Dakarmidi – C’est l’un des postes de pouvoir les plus importants sur le continent africain. Le 12 mars 2021 sera élu le prochain président de la Confédération africaine de football (CAF). Suite à la suspension par la Fifa du président sortant, Ahmad Ahmad, quatre candidats sont en lice. Augustin Senghor est l’un d’entre eux. Avocat au barreau de Dakar, il préside depuis plus de 10 ans la Fédération sénégalaise de football. En ligne de l’île de Gorée, la commune dont il est le maire, le petit-neveu du président Léopold Senghor répond aux questions de RFI.
RFI : Vous êtes candidat à la succession du président Ahmad Ahmad. Qu’est-ce que vous pourrez apporter de neuf à la confédération africaine ?
Augustin Senghor : Je pense que la CAF souffre aujourd’hui de problèmes de gouvernance qui sont quand même structurels. Donc, il faut réformer beaucoup de choses, notamment nos textes, en commençant par les statuts jusqu’aux règlements de toutes les compétitions, mettre en place des manuels de procédures clairs en matière de finances, ça, c’est un aspect de gouvernance qui sera fondamental. D’un autre côté aussi, je pense qu’il faut donner plus de crédibilité et plus de créativité au football africain. Nous avons un potentiel énorme. Aujourd’hui s’il y a un continent dans le domaine du football qui est un continent d’avenir, c’est l’Afrique. Et aujourd’hui, nous avons aussi un vivier énorme de jeunes talents qui sont là, qui n’ont besoin que d’infrastructures, qui n’ont besoin que d’encadrements pour aller de l’avant, pour hisser le football africain au niveau qui doit être le sien, c’est-à-dire pour moi, la deuxième ou la troisième place sur l’échiquier mondial du football.
Il y a 4 ans, Ahmad Ahmad a fait campagne contre la mauvaise gouvernance. Mais une fois élu, il a échoué. Si vous êtes élu, que pourrez-vous faire de mieux que lui ?

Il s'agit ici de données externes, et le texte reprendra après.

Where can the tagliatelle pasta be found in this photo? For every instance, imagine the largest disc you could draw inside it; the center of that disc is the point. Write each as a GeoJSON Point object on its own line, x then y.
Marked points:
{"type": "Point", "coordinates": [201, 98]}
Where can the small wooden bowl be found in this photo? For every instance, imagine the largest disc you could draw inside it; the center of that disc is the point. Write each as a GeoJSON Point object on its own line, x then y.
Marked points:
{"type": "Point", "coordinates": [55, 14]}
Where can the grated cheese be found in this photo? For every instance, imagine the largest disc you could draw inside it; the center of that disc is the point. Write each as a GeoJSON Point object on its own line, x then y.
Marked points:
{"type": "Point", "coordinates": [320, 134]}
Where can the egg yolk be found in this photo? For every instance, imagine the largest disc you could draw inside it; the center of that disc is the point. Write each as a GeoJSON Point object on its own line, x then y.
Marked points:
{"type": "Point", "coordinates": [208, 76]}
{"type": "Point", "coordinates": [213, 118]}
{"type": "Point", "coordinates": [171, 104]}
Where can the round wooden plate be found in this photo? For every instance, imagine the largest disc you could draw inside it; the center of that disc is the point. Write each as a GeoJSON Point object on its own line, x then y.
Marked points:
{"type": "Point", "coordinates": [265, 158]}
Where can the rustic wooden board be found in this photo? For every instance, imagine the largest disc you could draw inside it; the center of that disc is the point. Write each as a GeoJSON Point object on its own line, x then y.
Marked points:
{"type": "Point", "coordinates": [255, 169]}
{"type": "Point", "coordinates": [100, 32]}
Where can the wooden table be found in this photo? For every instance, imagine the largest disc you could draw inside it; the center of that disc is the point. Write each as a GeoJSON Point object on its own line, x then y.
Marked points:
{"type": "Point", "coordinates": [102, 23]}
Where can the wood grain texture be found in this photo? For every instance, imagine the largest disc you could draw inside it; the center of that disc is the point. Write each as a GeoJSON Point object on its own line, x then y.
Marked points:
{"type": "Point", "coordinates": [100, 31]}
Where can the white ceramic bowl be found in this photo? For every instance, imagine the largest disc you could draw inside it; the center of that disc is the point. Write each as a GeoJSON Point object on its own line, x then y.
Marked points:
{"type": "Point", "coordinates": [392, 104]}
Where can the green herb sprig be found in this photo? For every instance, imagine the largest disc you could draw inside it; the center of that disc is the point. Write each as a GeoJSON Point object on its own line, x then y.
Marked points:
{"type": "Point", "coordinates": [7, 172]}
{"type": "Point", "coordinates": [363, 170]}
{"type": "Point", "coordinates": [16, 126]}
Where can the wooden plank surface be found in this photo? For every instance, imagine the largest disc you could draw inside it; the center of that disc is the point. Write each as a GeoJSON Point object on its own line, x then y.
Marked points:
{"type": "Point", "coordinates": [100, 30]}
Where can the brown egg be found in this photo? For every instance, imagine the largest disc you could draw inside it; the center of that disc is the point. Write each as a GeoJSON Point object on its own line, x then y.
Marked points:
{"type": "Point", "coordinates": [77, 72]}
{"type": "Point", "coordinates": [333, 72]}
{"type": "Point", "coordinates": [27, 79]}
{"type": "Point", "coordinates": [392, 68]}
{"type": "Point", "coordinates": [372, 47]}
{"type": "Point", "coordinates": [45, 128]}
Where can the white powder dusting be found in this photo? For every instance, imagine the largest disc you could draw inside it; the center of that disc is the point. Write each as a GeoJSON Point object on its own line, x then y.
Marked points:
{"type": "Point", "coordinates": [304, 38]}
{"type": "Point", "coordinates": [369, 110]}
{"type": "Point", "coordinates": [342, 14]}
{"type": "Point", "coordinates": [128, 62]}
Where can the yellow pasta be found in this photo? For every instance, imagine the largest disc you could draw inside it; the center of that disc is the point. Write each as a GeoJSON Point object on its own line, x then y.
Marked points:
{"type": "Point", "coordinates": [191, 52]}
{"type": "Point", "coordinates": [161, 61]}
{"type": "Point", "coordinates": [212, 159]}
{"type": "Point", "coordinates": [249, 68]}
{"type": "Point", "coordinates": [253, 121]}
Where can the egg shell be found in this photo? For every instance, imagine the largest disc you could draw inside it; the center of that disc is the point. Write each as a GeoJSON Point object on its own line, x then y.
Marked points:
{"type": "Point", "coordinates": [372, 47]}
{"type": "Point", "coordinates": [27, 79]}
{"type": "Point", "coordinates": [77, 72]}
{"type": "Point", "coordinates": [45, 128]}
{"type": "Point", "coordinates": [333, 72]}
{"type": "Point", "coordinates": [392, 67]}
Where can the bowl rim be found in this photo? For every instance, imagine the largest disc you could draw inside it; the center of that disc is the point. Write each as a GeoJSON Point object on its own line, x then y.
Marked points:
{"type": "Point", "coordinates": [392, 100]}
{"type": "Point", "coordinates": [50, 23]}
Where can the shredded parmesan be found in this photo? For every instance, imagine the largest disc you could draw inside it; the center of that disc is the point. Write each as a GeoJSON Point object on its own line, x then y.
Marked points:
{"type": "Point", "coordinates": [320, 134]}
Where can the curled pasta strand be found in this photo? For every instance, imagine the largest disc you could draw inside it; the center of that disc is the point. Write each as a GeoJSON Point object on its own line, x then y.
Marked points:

Ahmad Ahmad n’a jamais été quelqu’un qui prenait seul ses décisions. Il les partageait. En partant de là, je pense que c’est tout un système qui doit être remis en cause. Et c’est pour cela que je parle d’une refonte globale des textes pour qu’il y ait bonne gouvernance. Ahmad à lui seul n’aurait jamais pu changer quoi que ce soit et c’est une équipe qui peut changer la donne.
En tant que membre du comité exécutif et en tant que proche du président sortant Ahmad Ahmad, est-ce que vous n’incarnez pas le pouvoir sortant ? Est-ce que vous ne risquez pas de perdre des voix ?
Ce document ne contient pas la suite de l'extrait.